211. Nous relevons, en outre, que la FISC n’offre pas un recours juridictionnel effectif aux citoyens de l’Union dont les données à caractère personnel sont transférées aux États‑Unis. En effet, les protections contre la surveillance par les services gouvernementaux dans le cadre de la section 702 de la loi de 1978 sur la surveillance des services de renseignement étrangers s’appliquent uniquement aux citoyens américains ainsi qu’aux citoyens étrangers qui résident légalement et de manière permanente aux États‑Unis. Comme la Commission l’a elle‑même relevé, le contrôle des programmes américains de collecte de renseignements pourrait être amélioré en renforçant le rôle de la FISC et en instaurant des voies de recours pour les particuliers. Ces mécanismes pourraient réduire le traitement des données à caractère personnel concernant des citoyens de l’Union qui ne sont pas pertinentes aux fins de la protection de la sécurité nationale (89).

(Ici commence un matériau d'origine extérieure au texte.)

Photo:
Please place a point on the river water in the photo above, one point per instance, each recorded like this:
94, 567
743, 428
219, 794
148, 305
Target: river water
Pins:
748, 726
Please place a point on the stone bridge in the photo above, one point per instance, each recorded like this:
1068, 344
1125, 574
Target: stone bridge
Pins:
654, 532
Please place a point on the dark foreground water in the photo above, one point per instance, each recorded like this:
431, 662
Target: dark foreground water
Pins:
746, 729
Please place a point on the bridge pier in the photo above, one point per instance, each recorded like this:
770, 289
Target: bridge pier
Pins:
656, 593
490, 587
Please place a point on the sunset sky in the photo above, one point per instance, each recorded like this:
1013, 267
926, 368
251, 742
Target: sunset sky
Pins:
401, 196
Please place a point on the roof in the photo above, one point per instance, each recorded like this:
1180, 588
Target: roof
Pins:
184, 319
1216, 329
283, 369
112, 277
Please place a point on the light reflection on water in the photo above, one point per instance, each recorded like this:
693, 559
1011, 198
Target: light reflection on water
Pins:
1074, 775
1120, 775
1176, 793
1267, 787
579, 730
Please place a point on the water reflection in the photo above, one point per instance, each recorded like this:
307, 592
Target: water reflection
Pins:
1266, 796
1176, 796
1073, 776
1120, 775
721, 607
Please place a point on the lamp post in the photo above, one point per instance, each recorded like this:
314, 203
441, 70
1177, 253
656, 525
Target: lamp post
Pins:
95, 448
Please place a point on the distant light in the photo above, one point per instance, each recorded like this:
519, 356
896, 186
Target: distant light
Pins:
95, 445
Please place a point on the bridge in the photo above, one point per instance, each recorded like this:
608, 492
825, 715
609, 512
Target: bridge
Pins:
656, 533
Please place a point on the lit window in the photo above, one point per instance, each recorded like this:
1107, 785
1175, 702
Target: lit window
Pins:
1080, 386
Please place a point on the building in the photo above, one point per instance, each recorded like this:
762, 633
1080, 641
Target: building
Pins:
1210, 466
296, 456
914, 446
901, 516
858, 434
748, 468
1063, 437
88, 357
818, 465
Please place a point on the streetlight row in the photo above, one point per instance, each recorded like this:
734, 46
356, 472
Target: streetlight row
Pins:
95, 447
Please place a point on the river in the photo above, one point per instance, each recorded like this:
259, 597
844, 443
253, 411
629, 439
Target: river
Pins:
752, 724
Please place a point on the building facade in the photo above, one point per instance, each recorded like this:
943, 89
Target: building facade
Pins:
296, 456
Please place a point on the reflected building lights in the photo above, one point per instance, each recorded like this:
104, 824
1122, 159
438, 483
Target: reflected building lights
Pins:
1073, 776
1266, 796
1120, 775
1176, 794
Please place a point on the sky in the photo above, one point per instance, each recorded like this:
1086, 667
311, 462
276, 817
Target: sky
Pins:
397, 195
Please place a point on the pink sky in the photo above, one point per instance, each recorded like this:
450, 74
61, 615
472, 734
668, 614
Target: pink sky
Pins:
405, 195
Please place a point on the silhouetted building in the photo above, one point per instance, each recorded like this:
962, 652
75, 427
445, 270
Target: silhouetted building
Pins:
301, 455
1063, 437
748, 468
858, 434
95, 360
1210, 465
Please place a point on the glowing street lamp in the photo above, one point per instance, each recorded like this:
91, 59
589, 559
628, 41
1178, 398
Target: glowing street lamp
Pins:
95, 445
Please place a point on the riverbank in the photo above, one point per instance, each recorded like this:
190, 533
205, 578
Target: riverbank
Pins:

212. Par ailleurs, la Commission a elle‑même indiqué que les citoyens de l’Union n’ont aucune possibilité d’obtenir l’accès, la rectification ou la suppression de données ou d’exercer des voies de droit administratives ou judiciaires si, dans le cadre des programmes de surveillance américains, des données à caractère personnel les concernant sont collectées et traitées ultérieurement (90).

213. Il convient, enfin, de mentionner que les normes américaines relatives à la protection de la vie privée peuvent faire l’objet d’une application différenciée entre les citoyens américains et les citoyens étrangers (91).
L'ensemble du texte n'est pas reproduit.